2020 Mazda CX-30: What's It Like to Live With?
At 1,000 miles, our journey with Mazda's upscale subcompact is just beginning
|Miles Driven||Average MPG|
Latest Highlights (updated 10/21/20)
- The CX-30 has just joined our long-term fleet
- Our tester is a fully loaded Premium with AWD
- Cost? More than $30K all told
- Definitely the looker of the subcompact class
What We Bought and Why
• Our test vehicle: 2020 Mazda CX-30 Premium Package AWD
• Base MSRP: $23,000 (with $1,100 destination fee)
• MSRP as tested: $32,020
The Mazda CX-30 is the new standard bearer for extra-small SUVs. In a class mostly focused on the lowest possible price of entry, the CX-30 delivers an upscale interior, an extensive roster of tech features and a more engaging driving experience than rivals. Practicality is only average and optioned-up the CX-30 is pricey, but the CX-30's mix of style and substance makes it a unique proposition among subcompact crossovers.
What Did We Get?
We opted for a 2020 Mazda CX-30 Premium Package AWD, which starts with an MSRP of $29,600. Front-wheel drive is standard across the range, and all-wheel drive costs an additional $1,400. From there we added Soul Red Crystal Metallic paint for $595 because it looks good in pictures and it's one of the best shades of red you can get outside of the luxury market. We also got navigation for $450 and a rear bumper guard and cargo cover, which together added $275.
With the $1,100 destination charge, our total MSRP came to $32,020. That's enough to get you a pretty nice compact SUV, so the Mazda CX-30 is going to have to prove its smaller package is worth the money.
But holy cow, does this little Mazda have features! An 8.8-inch infotainment screen with smartphone integration, 12-speaker Bose stereo, head-up display, leather upholstery, power liftgate, dual-zone climate control, moonroof … And i-Activsense, Mazda's name for its suite of safety aids, is standard across the range, with forward collision alert, lane departure warning and lane keeping assist, and even adaptive cruise equipped on all trim levels. Only blind-spot monitoring and rear-cross traffic alert require upgrading, and even then just to the second-tier Select Package.
Some features, such as all-wheel drive and adaptive cruise with stop-and-go, have become common in other segments but still aren't universally available among subcompacts, adding to the Mazda's value proposition. And even though a turbo version is coming soon, the standard 186-horsepower four-cylinder engine is more powerful than any affordably priced competitor short of the Mini Countryman S, which isn't really all that affordable.
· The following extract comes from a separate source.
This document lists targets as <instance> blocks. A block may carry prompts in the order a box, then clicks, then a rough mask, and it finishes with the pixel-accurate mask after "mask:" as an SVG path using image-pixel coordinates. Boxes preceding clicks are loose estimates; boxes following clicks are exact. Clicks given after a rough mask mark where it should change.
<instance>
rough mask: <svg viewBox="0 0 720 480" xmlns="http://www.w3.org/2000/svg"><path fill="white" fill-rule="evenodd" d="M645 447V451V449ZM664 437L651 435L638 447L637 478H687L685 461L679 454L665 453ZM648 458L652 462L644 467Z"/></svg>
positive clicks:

The CX-30's price point also makes sense in terms of Mazda's own lineup. The CX-3 is more affordable but offers fewer features and less performance. The bigger CX-5 offers more space, more available features and more refinement overall, but for a bit more money.
Why Did We Get It?
Everybody knows SUVs are the future! At least, until they're not and everyone starts buying something else. But for now, they're the future! Mazda already occupied both the compact and subcompact classes with the very good CX-5 and not-so-great CX-3, respectively. But the automaker clearly saw room for a new product to slot in between the two.
Its solution was to turn its perennially popular 3 sedan-slash-hatchback into a subcompact SUV, and we knew we had to try it out.
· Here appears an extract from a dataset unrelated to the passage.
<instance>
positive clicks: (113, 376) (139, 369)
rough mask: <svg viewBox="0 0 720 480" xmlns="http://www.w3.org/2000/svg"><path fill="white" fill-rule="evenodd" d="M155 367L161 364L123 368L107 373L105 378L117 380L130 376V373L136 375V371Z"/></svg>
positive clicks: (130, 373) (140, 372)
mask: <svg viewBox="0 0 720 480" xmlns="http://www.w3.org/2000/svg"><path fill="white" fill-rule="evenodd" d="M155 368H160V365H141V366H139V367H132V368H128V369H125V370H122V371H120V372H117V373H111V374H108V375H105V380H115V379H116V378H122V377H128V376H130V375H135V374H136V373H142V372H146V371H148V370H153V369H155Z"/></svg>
For most of the nameplate's life, the Mazda 3 was the "zoom zoom" option in the compact car class: Better to drive than rivals, if only average otherwise. In the last generation, the interior materials and design moved more upscale, making the car feel more like an entry-level luxury offering. For 2019, the redesigned 3 doubled down on the upscale interior and made a few small compromises on the whole "zoom zoom" thing, trading some driving character for plush materials and tech while preserving the car's price point.
The CX-30, then, is a logical progression. It carries over the near-luxury interior into a body that's taller and heavier without gaining any more power. Of course, it's also competing against vehicles including the Honda HR-V and Toyota C-HR, where acceleration and handling are usually treated as afterthoughts to price and practicality. That gives the CX-30 more of a performance edge against other subcompact SUVs than the Mazda 3 has against other small sedans.
But performance isn't the story here. What's important about the CX-30 is that it's bringing that luxe-lite comfort and refinement to the subcompact SUV class, which is usually more associated with a plasticky, pragmatic cheapness. In doing so, the Mazda CX-30 became our top-rated extra-small SUV.
Storming right to the top of our rankings right out of the gate is no mean feat, but now that it's at the top of the heap, the CX-30 can expect more significant scrutiny. We've acquired one for our long-term fleet so that we can both get to know it better than a normal testing period allows, and so we always have one on hand to test back to back with any new challengers to the crown. SUVs are the future, and the subcompact segment has grown quickly and ferociously in the last few years. Will the CX-30 finish out its year with us still in the lead, or is the new king right around the corner?
The manufacturer provided this vehicle for the purpose of evaluation.